Provide Clear, Actionable Feedback
The reviewer should also focus on giving clear feedback. The feedback should be something the raiser can use to improve the pull request. Using specific examples or suggesting alternative implementations helps clarify the feedback shared.
Foster a Culture of Learning and Improvement
The review process plays a key role in a Data Science team. It fosters a culture of learning and improvement in the team. The reviewer should always seek ways to encourage sharing. They should do this during the review process.
Example
I am a fan of explaining with examples. So, here’s an example of a well-crafted PR in a simple Python project. It adds a new feature: a function to calculate factorials. This example will follow the best practices outlined in the article
Title of the Pull Request
Add factorial function to math utilities
Description
## Overview
This pull request introduces a new function, `calculate_factorial`, to our collection of mathematical utility functions. The addition of this function aims to extend our utility module's capabilities, allowing it to support factorial calculations which are frequently required in combinatorial mathematics and algorithmic challenges.
## Changes Made
- Implemented `calculate_factorial` in `math_utils.py` which takes an integer input and returns its factorial.
- Added unit tests in `test_math_utils.py` to ensure the correctness of the factorial function across a range of inputs, including edge cases like 0 and 1.
## How to Test
1. Pull this branch into your local environment.
2. Run the unit tests using the command: `python -m unittest discover -s tests`.
3. All tests should pass, verifying the correct implementation of the factorial function.
## Related Issue
This PR addresses the feature request outlined in Issue #1234.
## Screenshots/Output Snippets
For a quick verification, here’s an example output of the function when input is 5:
>>> from math_utils import calculate_factorial
>>> calculate_factorial(5)
120
As always, I appreciate your feedback and am open to any suggestions or changes you think might improve this implementation.
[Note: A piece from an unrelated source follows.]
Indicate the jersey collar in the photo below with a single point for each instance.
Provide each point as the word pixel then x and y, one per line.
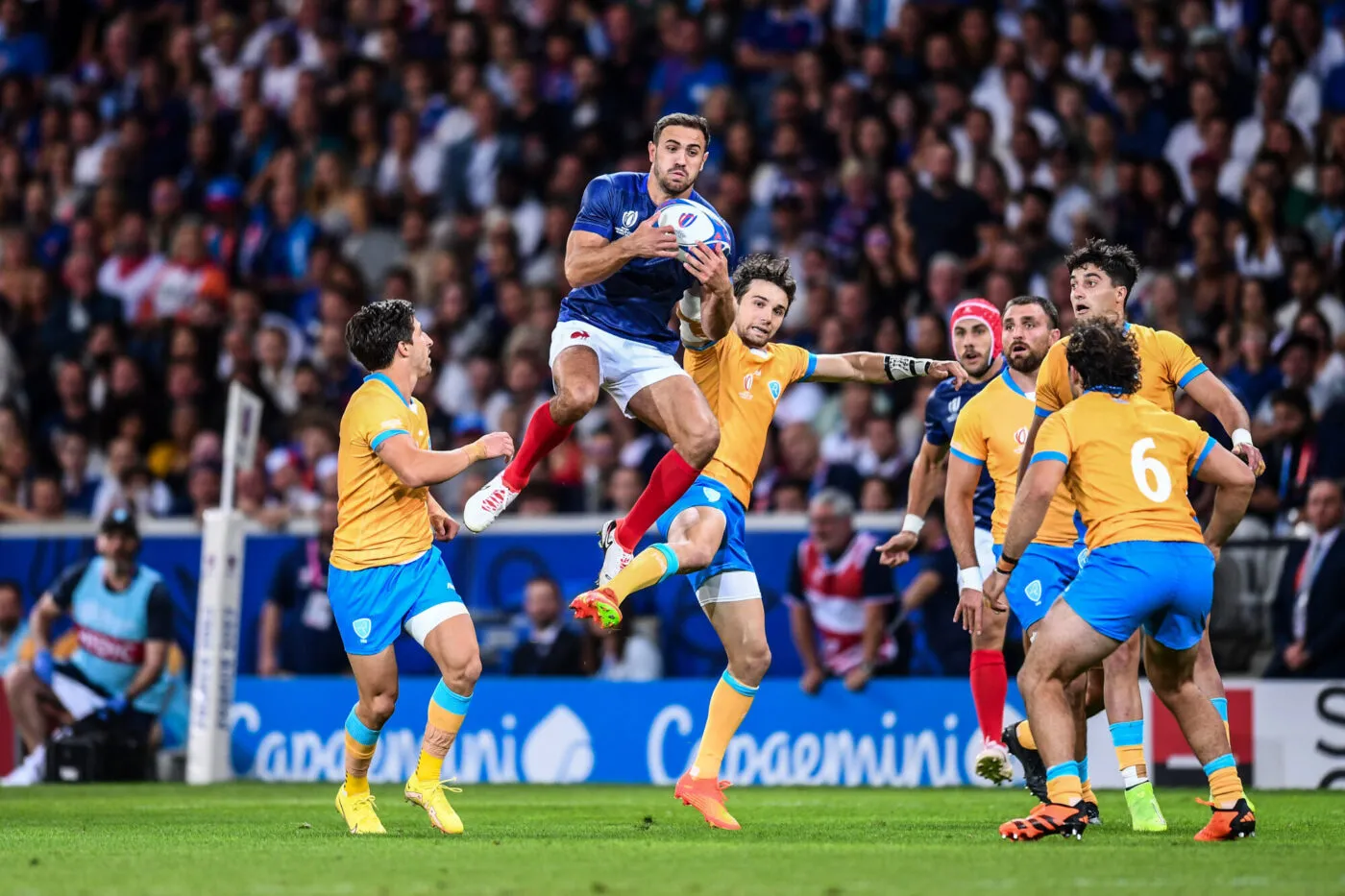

Thank you for considering this addition to our project!
Key Points in This Pull Request Example:
- Title: The title is concise, clearly indicating what the PR aims to add without requiring the reader to dive into the details immediately.
- Overview: Provides a summary of what this PR is about and the rationale behind it.
- Changes Made: Lists the specific changes made in this PR, enhancing transparency and making it easier for reviewers to understand the scope of the PR.
- How to Test: Includes clear testing steps, allowing reviewers to easily verify the functionality added or changed.
- Related Issue: Links the PR to any related issue(s), providing context and ensuring it’s easy to track the development process.
- Screenshots/Output Snippets: Offers a quick way to see the result of the change, aiding in the review process.
Conclusion: Harnessing the Collective Wisdom
- Pull requests are a catalyst for collaboration and knowledge sharing within Data Science teams. Following best practices can turn these requests into chances to grow and improve.
- Improving how we handle pull requests makes the codebase strong and efficient. It also shows our expertise. This keeps our projects at the cutting edge. Every contributor drives them with diverse insights and careful work.
- Embracing both raisers’ and reviewers’ views in pull requests enriches our understanding. It shows the collaborative journey in software development. It helps us appreciate it, leading to better, more resilient, and innovative solutions.